The other annual marketing curse of the music industry is also upon us - the Special Edition re-release just in time for Christmas. Lady Gaga's The Fame is the latest album to get the repackaging treatment, although any grumbling from fans about being ripped off for the sake of completing their collections are silenced somewhat by the revelation that the new version of her album now contains almost a whole new disc's worth of new material - The Fame Monster. One such new track now becomes her new single, Bad Romance landing on the chart at what is for the moment a rather understated Number 14. Counting the Wale single Chillin', this is now her sixth hit single of the year. All eyes are really on the best sellers of the year table, a list which she currently leads in both first and second place. Cheryl Cole aside, it seems only the X Factor has the power to prevent her from claiming the two biggest hits of the year.

Also new to the Top 20 are Biffy Clyro who chart their second hit of the year The Captain at Number 17. It is the follow-up to That Golden Rule which hit Number 10 back in September. Five places below is Anyway, the debut single for superstar dance pairing Duck Sauce. The duo are actually Armand Van Helden and A-Trak and the single is one track from the amusingly named Greatest Hits EP which also features club hit You're Nasty.
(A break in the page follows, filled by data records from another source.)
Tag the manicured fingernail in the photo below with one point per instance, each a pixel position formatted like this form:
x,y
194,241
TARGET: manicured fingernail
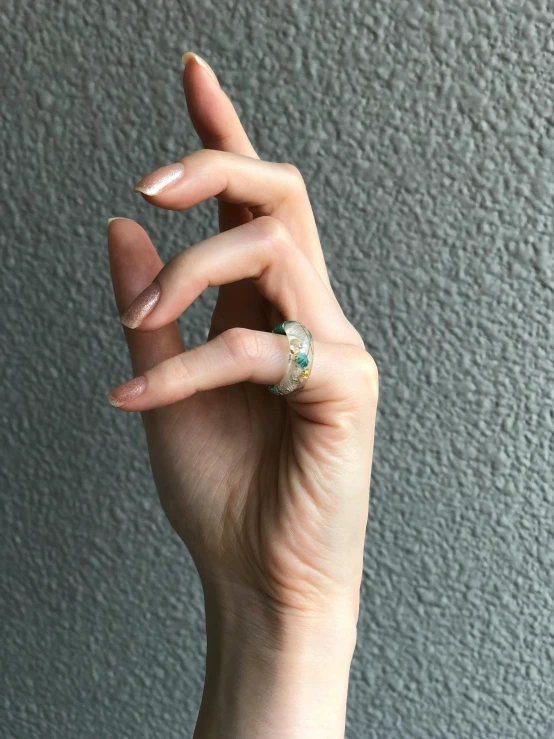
x,y
141,306
161,179
128,391
188,55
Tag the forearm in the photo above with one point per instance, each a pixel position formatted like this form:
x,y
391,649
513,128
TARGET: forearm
x,y
276,676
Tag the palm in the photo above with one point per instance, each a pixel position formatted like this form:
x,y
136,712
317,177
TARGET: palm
x,y
267,493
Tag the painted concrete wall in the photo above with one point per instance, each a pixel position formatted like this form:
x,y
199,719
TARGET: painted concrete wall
x,y
425,132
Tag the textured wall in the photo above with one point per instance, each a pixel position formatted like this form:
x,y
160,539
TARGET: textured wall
x,y
425,132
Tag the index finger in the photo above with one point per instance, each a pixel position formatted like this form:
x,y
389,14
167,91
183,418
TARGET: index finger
x,y
212,113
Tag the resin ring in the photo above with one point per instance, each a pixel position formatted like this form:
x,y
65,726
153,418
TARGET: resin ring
x,y
301,355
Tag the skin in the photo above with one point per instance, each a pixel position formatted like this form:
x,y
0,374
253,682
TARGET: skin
x,y
269,494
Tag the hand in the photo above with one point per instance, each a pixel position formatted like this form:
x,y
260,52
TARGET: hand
x,y
269,494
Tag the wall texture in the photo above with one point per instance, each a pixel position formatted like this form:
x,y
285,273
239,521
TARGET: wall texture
x,y
425,131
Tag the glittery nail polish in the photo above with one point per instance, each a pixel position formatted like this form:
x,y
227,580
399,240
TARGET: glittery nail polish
x,y
188,55
161,179
128,391
141,306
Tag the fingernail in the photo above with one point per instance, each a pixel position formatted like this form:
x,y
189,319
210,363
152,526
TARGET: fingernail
x,y
128,391
161,179
141,306
188,55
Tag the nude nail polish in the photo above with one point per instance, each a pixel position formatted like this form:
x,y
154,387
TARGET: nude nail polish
x,y
141,306
161,179
188,55
128,391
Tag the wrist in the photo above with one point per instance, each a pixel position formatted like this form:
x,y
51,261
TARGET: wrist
x,y
275,672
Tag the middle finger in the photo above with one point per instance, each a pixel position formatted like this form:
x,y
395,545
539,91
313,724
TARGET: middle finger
x,y
262,250
265,188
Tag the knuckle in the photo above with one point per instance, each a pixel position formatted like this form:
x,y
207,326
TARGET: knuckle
x,y
366,373
181,369
241,343
273,232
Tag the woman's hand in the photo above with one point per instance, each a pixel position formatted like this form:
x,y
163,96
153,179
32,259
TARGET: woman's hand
x,y
270,494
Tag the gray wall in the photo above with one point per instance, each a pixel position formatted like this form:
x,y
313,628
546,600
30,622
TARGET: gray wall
x,y
425,133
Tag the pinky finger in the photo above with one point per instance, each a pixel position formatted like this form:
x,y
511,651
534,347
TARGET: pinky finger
x,y
243,355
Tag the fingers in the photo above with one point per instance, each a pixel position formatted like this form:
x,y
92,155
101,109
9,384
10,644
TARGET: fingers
x,y
265,188
134,263
240,355
211,111
262,250
235,178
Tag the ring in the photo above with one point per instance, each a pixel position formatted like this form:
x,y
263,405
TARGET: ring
x,y
301,355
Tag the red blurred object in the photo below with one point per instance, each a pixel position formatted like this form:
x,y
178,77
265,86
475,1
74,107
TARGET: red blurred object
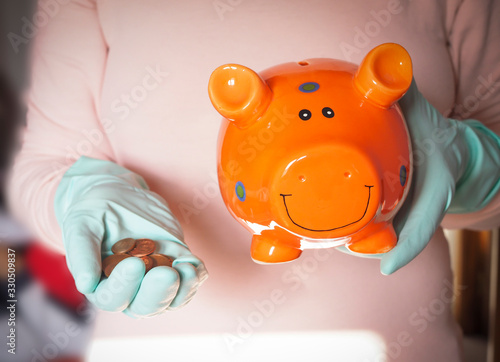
x,y
49,268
Finally, this week, as expected the Big Band format of the X Factor show last week struggled to inspire strong sales for any of the performed songs. Instead, the lower end of the chart plays host to the annual influx of ghostly themed singles as people prepared the playlists for their Halloween parties. Leading the charge is Thriller at Number 43 with Ghostbusters at Number 57 and Monster Mash at Number 61. Rather newer, but on a similarly spooky theme is Bad Things from Jace Everett which serves as the theme tune to the TV series "True Blood" which has recently begun airing in this country. The growing popularity of the TV show, complete with its vampire connections means it rises to Number 49 this week, its highest chart placing to date [but alas, one it would never go to exceed].